CRISI DELL’OCCUPAZIONE E REDDITO DI CITTADINANZA
Il governo Berlusconi (come il governo di centrosinistra che lo ha preceduto) tutto hanno fatto tranne che favorire l’occupazione. La loro priorità era ed è favorire il profitto e la Confindustria. La prova migliore sta nel fatto che sia il governo Prodi che quello Berlusconi hanno legiferato a favore della detassazione delle ore di straordinario. Scelta criminale oltre che autolesionista, il cui risultato è sotto gli occhi di tutti: i lavoratori sono costretti ad fare un numero crescente di ore di straordinario pur di poter arrotondare un salario sempre più inadeguato. Ma il risultato (del tutto prevedibile) è una diminuzione dell’occupazione. Meno lavoratori, sempre più sfruttati è il dogma indiscusso del neoliberismo che ha portato il mondo sull’orlo della catastrofe.
Vogliamo continuare?
Noi non vogliamo continuare. Ma come facciamo con la disoccupazione, come affrontiamo il problema dei licenziamenti?
La risposta che oggi dobbiamo dare è quella del reddito di cittadinanza.
Un salario garantito per tutti i cittadini che hanno compiuto 18 anni. E’ la sola speranza di uscire dal disastro presente.
Invece di pensare unicamente a salvare le banche, soggetto principale della truffa che ha prodotto il disastro presente, si provi a pensare all’aumento della domanda.
Questa è una risposta urgente dal punto di vista sociale, ma anche dal punto di vista dell’economia reale.
Il cambiamento produttivo che si prepara ineluttabilmente non si potrà affrontare senza un cambiamento culturale.
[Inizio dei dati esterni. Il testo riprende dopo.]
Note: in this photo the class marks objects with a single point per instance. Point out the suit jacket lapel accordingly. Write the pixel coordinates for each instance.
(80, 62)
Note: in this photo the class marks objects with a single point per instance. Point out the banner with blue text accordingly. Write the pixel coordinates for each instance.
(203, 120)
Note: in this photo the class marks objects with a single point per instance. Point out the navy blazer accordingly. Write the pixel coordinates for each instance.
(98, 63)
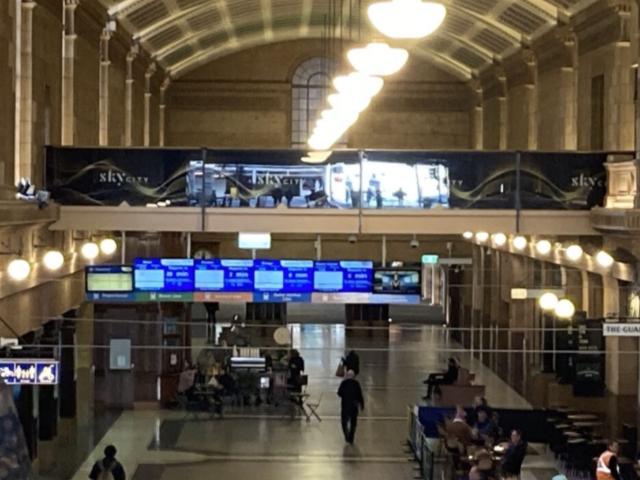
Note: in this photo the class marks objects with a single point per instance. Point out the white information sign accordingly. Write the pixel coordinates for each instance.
(621, 329)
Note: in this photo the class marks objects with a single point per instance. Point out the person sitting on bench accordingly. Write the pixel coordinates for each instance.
(447, 378)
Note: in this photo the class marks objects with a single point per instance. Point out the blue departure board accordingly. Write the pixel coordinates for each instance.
(164, 274)
(285, 276)
(219, 275)
(343, 276)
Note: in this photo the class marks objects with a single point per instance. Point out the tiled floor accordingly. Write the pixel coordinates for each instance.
(252, 443)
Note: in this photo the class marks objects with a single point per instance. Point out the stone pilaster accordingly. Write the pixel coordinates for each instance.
(151, 70)
(494, 108)
(521, 73)
(68, 70)
(604, 32)
(162, 121)
(103, 105)
(24, 102)
(475, 114)
(557, 69)
(128, 96)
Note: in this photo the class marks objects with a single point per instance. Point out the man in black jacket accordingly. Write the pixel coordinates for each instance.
(514, 456)
(351, 395)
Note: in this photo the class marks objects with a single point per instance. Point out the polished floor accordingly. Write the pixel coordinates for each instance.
(260, 443)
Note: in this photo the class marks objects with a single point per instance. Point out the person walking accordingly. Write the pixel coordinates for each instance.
(352, 362)
(108, 468)
(607, 467)
(351, 394)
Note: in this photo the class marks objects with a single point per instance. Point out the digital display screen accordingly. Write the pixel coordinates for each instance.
(286, 276)
(343, 276)
(109, 278)
(402, 282)
(216, 275)
(164, 275)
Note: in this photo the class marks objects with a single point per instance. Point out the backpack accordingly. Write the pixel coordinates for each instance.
(106, 473)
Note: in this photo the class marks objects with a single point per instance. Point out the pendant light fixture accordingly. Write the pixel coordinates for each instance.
(406, 18)
(378, 59)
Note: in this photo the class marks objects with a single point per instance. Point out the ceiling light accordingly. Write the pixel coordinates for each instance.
(574, 252)
(357, 83)
(565, 309)
(482, 237)
(90, 250)
(18, 269)
(499, 239)
(406, 18)
(378, 59)
(108, 246)
(548, 301)
(53, 260)
(519, 242)
(604, 259)
(543, 247)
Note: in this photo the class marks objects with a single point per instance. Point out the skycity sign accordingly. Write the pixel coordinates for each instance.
(29, 372)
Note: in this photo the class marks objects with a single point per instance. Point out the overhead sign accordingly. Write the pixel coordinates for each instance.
(429, 259)
(621, 329)
(19, 371)
(254, 241)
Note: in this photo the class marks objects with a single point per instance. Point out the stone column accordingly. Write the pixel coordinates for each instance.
(147, 103)
(163, 108)
(475, 112)
(520, 70)
(494, 108)
(128, 97)
(556, 80)
(68, 70)
(103, 104)
(24, 110)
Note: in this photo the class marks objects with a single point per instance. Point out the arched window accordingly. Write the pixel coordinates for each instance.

Il mito della crescita, dogma fondamentale del capitalismo, deve essere ripensato alla radice. E la radice è la cultura sociale, il comportamento quotidiano.
E’ la nozione stessa di ricchezza che deve essere ripensata.
Il ventesimo secolo identificò la ricchezza con l’accumulazione, l’acquisizione di una massa crescente di beni. Ma ricchezza può invece significare godimento del tempo, frugalità nel consumo e piacere della libertà dei corpi.
Il ventesimo secolo intese la ricchezza essenzialmente come velocità. Ma oggi sappiamo che la vera ricchezza sta invece in un rapporto lento con le cose e con i corpi.
A questi temi BOLOGNA CITTA’ FUTURA dedicherà un convegno che si svolgerà il 5 6 dicembre.